Writers Tim Carter and Michael Ferris barely feel like they’re trying here. Chuck Greene (Victor Webster) from Dead Rising 2 makes a quick cameo, which is confirmed when he blurts out the most obvious reference about his daughter. Because saying the name “Chuck” wasn’t enough, coupled with his leather jacket? It’s almost as if the film realizes there’s no meaningful connection between Dead Rising‘s cinematic and gaming universes, so the few tiny nods that exist are horrendously oversold. Chuck pops in for a pretty rad zombie kill (lifting a runner head-first into whirling helicopter blades), but it’s not like that makes up for Crackle’s total abandonment of Dead Rising‘s signature style. It’s merely Chuck killing a zombie in just another paranoid thriller about evil government plans.
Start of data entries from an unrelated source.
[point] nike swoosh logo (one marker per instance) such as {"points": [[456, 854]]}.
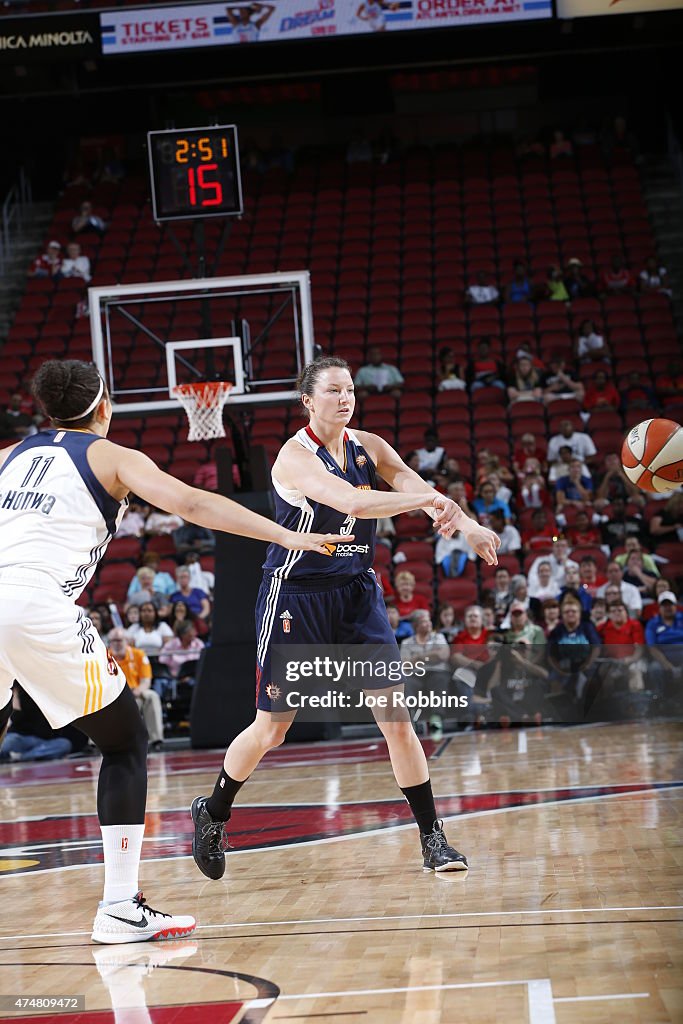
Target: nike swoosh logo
{"points": [[142, 923]]}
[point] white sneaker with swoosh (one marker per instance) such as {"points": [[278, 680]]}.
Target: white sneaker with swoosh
{"points": [[134, 921]]}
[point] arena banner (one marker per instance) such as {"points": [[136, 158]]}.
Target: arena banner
{"points": [[131, 31], [45, 38], [589, 8]]}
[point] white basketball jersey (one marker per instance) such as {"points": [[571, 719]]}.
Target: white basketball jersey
{"points": [[55, 516]]}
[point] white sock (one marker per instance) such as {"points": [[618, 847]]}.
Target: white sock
{"points": [[122, 846]]}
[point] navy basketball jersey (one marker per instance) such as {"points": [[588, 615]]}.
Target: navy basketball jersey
{"points": [[297, 512]]}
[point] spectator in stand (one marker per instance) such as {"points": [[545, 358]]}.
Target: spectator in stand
{"points": [[629, 594], [136, 669], [572, 647], [150, 634], [601, 393], [451, 375], [469, 646], [431, 457], [555, 287], [559, 560], [485, 370], [572, 585], [132, 523], [502, 593], [558, 382], [527, 448], [574, 488], [581, 443], [519, 289], [575, 282], [144, 590], [653, 278], [377, 377], [599, 611], [545, 587], [624, 639], [483, 292], [591, 346], [184, 646], [196, 599], [522, 630], [19, 423], [613, 484], [616, 279], [49, 263], [524, 381], [583, 532], [445, 622], [637, 394], [161, 523], [486, 502], [666, 630], [86, 220], [509, 535], [76, 264], [162, 583], [632, 544], [668, 524], [636, 573], [532, 491], [560, 145], [592, 580], [401, 628], [542, 534], [189, 537], [663, 586], [31, 737], [407, 600], [199, 577], [550, 614]]}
Dead Rising: Endgame is a horrible case of misrepresented marketing. The name itself – Dead Rising – implies that Crackle’s sequel will bring the source video games to life. Instead, a character plays one of the games on-screen for all of 30 seconds. Or what about the poster, where posing characters showcase battle-ready faces that tease frantic action? Also a lie. Action escapes a good 85% of the film, as dry dialogue blabbers on and on about how mean-old General Lyons wants to eradicate every last infected soul (which, I mean, can you argue against?). Hell, Billy Zane is teased as a looney doctor type, which he is – for one scene. I mean, there’s a wealth of genre riches available for Crackle to mine from Capcom’s creation, and all they can come up with is political terror…without the terror? Please Crackle, if you continue, bring back the Dead Rising fans want. Leave the generics to the billion other zombie movies released this week alone…

Disappointing

Dead Rising: Endgame gets even further away from what made Capcom's games so entertaining, to the point where "Dead Rising" could even be removed from Endgame's title.